Jacobo y el oficial Buendía se quedaron apartados, viendo a las siluetas de hombres, mujeres y niños atravesar el árbol hacía la oscuridad eterna. Tezcatlipoca avanzó hacía el camino de flores, mirando como cada una de las almas transitaba por ahí, como un depredador observa detenidamente a sus presas.
-Era una lección, ¿no es así?-, preguntó Jacobo a la criatura. Esta lo vio detenidamente.
-Para que nunca más nos vuelvan a olvidar. Y si es necesario venir cada año, así lo haré, hasta que aprendan la lección. Sangre y muerte es lo que somos, una para vivir, y la otra para seguir más allá. Guarde en su corazón lo que ha visto, señor Silver, porque yo mismo vendré por usted, cuando Mictlantecuhtli así lo disponga…

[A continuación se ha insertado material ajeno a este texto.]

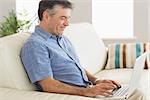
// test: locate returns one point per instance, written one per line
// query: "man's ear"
(45, 15)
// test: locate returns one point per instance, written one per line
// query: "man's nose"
(66, 23)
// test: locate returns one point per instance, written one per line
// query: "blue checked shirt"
(45, 55)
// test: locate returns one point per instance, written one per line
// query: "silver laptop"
(126, 90)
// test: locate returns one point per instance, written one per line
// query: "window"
(31, 8)
(113, 18)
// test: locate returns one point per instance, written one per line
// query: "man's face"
(59, 21)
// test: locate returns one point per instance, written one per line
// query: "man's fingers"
(117, 84)
(105, 93)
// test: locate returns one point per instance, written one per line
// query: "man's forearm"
(54, 86)
(91, 77)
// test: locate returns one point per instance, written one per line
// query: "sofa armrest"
(14, 94)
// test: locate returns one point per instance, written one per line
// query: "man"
(50, 59)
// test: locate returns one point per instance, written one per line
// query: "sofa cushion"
(12, 73)
(89, 47)
(124, 55)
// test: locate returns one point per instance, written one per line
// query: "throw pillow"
(123, 55)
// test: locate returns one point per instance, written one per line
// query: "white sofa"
(15, 84)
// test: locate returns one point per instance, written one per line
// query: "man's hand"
(103, 89)
(115, 84)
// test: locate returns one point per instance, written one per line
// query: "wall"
(82, 11)
(5, 7)
(141, 20)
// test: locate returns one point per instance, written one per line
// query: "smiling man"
(50, 59)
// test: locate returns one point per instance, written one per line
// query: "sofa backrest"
(88, 45)
(12, 73)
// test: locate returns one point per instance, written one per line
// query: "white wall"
(5, 7)
(82, 11)
(141, 20)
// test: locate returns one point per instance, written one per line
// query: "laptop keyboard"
(121, 92)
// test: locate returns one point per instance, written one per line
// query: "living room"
(98, 53)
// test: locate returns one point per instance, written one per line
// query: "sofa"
(92, 52)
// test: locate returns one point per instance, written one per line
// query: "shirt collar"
(44, 34)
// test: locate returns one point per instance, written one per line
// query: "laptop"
(126, 90)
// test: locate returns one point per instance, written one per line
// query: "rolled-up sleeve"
(36, 60)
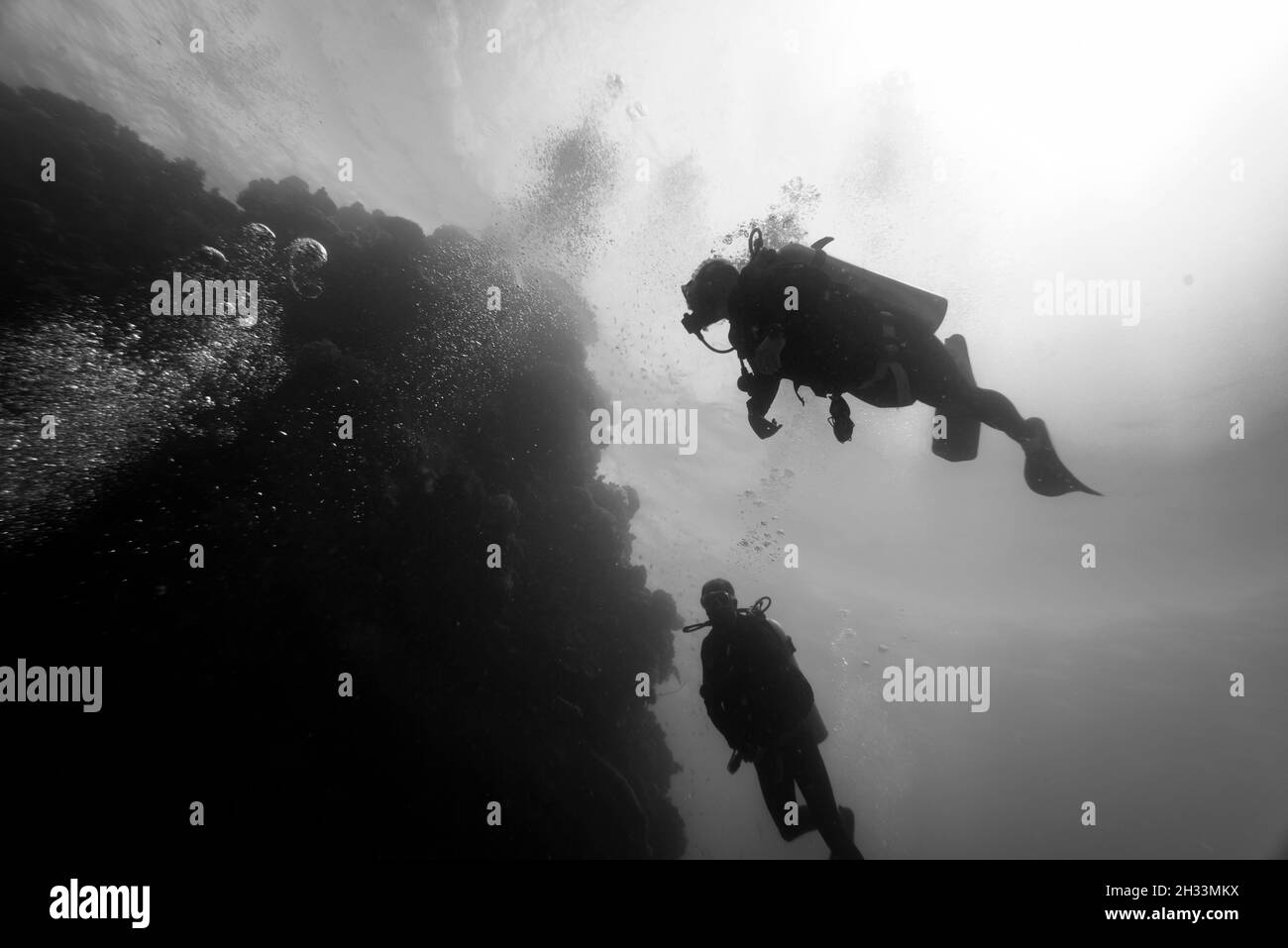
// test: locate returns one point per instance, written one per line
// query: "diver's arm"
(763, 390)
(716, 708)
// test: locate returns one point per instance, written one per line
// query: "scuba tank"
(883, 292)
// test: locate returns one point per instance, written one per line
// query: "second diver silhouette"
(763, 704)
(802, 314)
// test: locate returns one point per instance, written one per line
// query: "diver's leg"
(777, 786)
(935, 380)
(810, 773)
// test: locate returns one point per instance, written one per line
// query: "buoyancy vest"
(751, 685)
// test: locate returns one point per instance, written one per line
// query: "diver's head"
(719, 600)
(707, 294)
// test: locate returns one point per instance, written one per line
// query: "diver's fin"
(962, 433)
(1043, 472)
(848, 824)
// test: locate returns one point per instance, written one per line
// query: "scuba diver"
(802, 314)
(763, 704)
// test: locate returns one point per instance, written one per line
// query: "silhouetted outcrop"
(327, 556)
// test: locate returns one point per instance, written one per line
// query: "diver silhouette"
(802, 314)
(763, 704)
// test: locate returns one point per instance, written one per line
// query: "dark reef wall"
(322, 556)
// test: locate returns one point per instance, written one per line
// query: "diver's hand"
(765, 360)
(764, 428)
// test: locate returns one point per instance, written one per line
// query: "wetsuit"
(760, 700)
(836, 342)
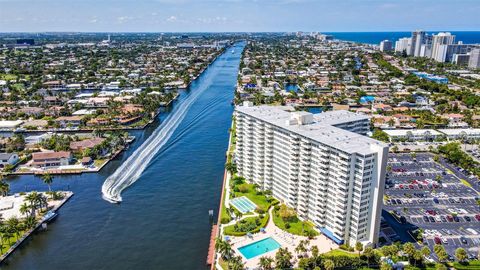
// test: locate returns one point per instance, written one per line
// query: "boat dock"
(211, 247)
(28, 233)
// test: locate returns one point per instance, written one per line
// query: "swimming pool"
(243, 204)
(258, 248)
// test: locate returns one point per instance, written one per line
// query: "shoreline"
(80, 171)
(217, 229)
(29, 233)
(168, 104)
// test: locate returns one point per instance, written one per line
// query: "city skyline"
(236, 16)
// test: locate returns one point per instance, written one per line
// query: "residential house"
(89, 143)
(69, 121)
(51, 159)
(8, 159)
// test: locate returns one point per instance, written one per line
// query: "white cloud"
(172, 19)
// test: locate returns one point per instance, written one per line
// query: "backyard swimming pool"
(243, 204)
(258, 248)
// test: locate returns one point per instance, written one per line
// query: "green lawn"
(259, 199)
(7, 77)
(470, 266)
(429, 266)
(18, 86)
(99, 162)
(341, 252)
(296, 227)
(230, 230)
(223, 264)
(224, 216)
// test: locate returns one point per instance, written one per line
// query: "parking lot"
(421, 193)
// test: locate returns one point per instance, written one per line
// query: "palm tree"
(48, 179)
(7, 235)
(224, 248)
(236, 263)
(461, 254)
(329, 264)
(265, 263)
(368, 252)
(359, 248)
(283, 259)
(426, 251)
(30, 222)
(13, 225)
(301, 248)
(417, 256)
(24, 209)
(4, 186)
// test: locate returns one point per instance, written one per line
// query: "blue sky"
(237, 15)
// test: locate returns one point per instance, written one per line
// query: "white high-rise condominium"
(403, 45)
(385, 45)
(474, 60)
(418, 39)
(322, 165)
(440, 44)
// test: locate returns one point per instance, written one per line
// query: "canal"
(163, 221)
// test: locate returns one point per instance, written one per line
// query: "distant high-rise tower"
(474, 60)
(418, 39)
(386, 46)
(440, 44)
(403, 45)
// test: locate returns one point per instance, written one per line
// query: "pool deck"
(285, 239)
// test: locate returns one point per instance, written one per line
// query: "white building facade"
(322, 165)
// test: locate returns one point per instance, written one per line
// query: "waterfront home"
(6, 124)
(51, 159)
(455, 120)
(89, 143)
(72, 121)
(35, 139)
(8, 159)
(35, 124)
(31, 111)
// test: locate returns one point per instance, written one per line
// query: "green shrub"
(225, 220)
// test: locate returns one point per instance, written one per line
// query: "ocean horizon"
(468, 37)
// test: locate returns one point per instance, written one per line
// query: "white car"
(472, 231)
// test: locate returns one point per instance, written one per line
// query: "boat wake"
(129, 172)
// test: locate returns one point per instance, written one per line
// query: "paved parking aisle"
(423, 194)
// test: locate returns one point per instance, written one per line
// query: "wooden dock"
(211, 247)
(28, 233)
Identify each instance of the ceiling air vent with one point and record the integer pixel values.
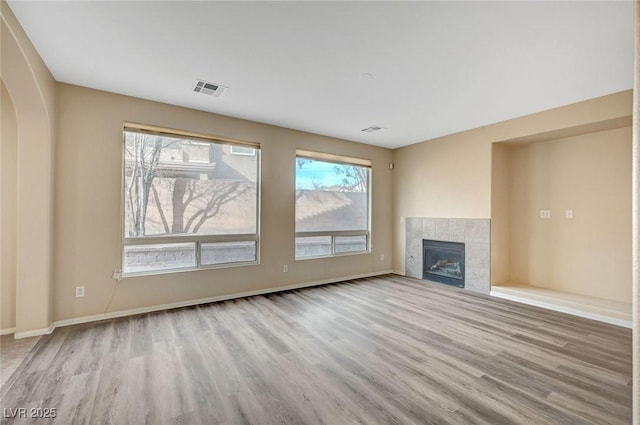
(205, 87)
(372, 128)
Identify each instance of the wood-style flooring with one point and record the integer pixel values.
(383, 350)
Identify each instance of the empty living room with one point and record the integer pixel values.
(319, 212)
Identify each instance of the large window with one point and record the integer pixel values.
(189, 202)
(332, 205)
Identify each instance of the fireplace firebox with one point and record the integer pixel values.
(443, 262)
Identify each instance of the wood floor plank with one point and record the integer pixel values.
(381, 350)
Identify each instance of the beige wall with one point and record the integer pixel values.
(451, 176)
(500, 249)
(8, 182)
(33, 93)
(87, 207)
(590, 254)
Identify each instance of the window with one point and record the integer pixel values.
(188, 202)
(332, 205)
(242, 150)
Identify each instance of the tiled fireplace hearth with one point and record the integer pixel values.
(474, 233)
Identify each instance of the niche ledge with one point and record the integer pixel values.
(612, 312)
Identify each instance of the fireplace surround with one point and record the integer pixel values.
(475, 234)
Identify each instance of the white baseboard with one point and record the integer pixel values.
(7, 331)
(35, 332)
(150, 309)
(565, 309)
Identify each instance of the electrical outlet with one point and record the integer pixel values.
(79, 291)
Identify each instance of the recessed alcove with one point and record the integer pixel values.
(578, 260)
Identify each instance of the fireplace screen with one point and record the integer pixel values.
(443, 262)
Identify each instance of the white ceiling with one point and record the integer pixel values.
(437, 67)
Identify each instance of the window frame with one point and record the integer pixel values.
(197, 240)
(339, 160)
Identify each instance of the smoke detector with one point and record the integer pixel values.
(372, 128)
(205, 87)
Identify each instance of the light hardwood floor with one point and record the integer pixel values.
(383, 350)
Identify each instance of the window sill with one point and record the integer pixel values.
(127, 275)
(342, 254)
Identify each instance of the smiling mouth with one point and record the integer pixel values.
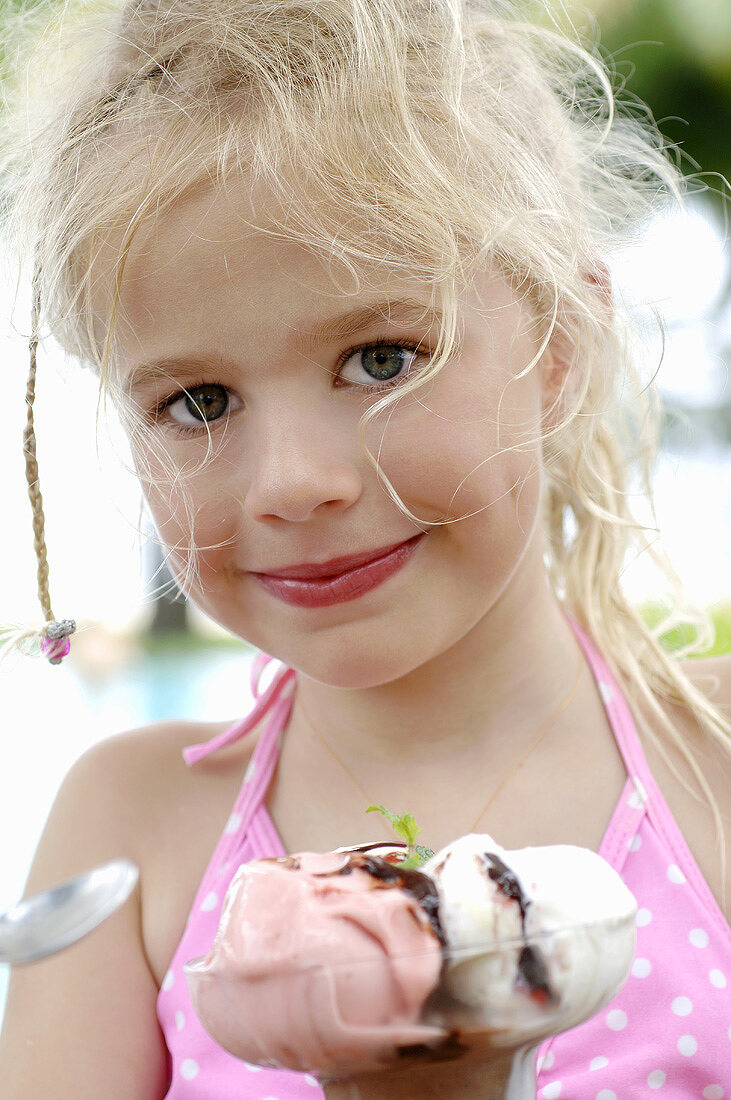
(347, 584)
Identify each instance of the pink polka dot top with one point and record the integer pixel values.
(667, 1033)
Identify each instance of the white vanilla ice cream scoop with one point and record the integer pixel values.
(538, 939)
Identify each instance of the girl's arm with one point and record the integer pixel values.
(81, 1024)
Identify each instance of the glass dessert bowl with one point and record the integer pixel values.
(350, 964)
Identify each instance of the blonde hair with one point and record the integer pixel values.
(431, 136)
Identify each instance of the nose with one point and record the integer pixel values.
(301, 466)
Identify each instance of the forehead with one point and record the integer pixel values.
(217, 265)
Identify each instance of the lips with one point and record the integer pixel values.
(339, 587)
(333, 568)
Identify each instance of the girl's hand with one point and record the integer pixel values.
(82, 1024)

El enorme ser se acercó a la mujer, y le susurró algo al oído. Ella le sonrió, y lo tomó de la mano. Ambos avanzaron por el camino de las flores, la tierra y la sal, mientras las veladoras se iban apagando a su paso. En el lugar dónde ellos habían estado de pie se dibujaban unos extraños símbolos: una calavera sonriente envuelta en dos tiras de papel con elementos prehispánicos.
-Ollin Miquiztli-, dijo Jacobo, sonriendo al ver aquellos símbolos grabados en el suelo.
-¿Y qué significan?-, preguntó el oficial Buendía, mientras las últimas veladoras se apagaban, y el crujido del árbol indicaba que este se estaba cerrando al fin.
-La muerte en movimiento. Cuando morimos, no desparecemos mientras la gente nos recuerde. Seguimos viviendo, en otro plano, con otra energía que los vivos no comprendemos, pero que para los muertos es como un último pedazo de fuego al cual aferrarse.
El policía carraspeó.
-Y acerca de lo que vio, puedo preguntar…
-No le diré nada. Puede que aún vivamos para verlo. Mientras tanto, yo invito la cena…
-Pero…
-Le dije que tendría razón después de todo. Era un presentimiento. Vámonos…
Ambos salieron de la plaza, mientras el viento frío levantaba los pétalos del camino de sal y tierra. El aire se perfumó con el olor del cempasúchil y el humo de las veladoras apagadas.
Nadie se dio cuenta que, bajo el símbolo de la muerte en movimiento, al pie del árbol de la Noche Triste, empezaba a manar agua. Un chorro de agua fría, oscura y salada.